I stand corrected regarding the information at the link. I will note the FACTS from the KFF and CDC involves vaccinated breakthrough reporting from a majority of U.S. states during the Delta period -- the study group is millions of people. This is the largest data set on the face of the earth. There are plenty of additional studies from the U.K. and other locations showing the vaccinated breakthrough rate of approximately 0.5% during the Delta time frame. At this point these are confirmed facts. My other link showing the U.K. large-scale controlled study published in Lancet shows the following results. The data, gathered from December 8, 2020, through July 4, 2021, show that of more than 1.2 million adults who received a first dose, fewer than 0.5% reported contracting breakthrough infections two weeks or more after getting the jab. Among those who got both shots, fewer than 0.2% experienced a breakthrough infection a week or more after getting their second shot. https://www.cbsnews.com/news/covid-breakthrough-infections-vaccine-rate-symptoms-study/ Are you going to explain why a study from the Houston medical system with a mere 16K samples including significant limitations is somehow more applicable than multiple vaccinated breakthrough studies and data gathering during the Delta time period across multiple countries involving millions of people.

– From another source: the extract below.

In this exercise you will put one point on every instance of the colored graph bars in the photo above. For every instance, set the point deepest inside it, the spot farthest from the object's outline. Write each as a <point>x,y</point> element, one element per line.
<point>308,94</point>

You are citing limited data sets based on reported positive tests and other Covid recorded events. Breakthrough rates require the tracking of the entire database not just those seeking tests. However, more importantly you are citing studies which ended their tracking during the time just before the vaccine efficacy began to fade rapidly. By November of 2021 when we were seeing 20 to 50 percent breakthrough rates in many data sets. The chart below we confirm the explosion of breakthrough cases. .56 breakthrough rate is a lie.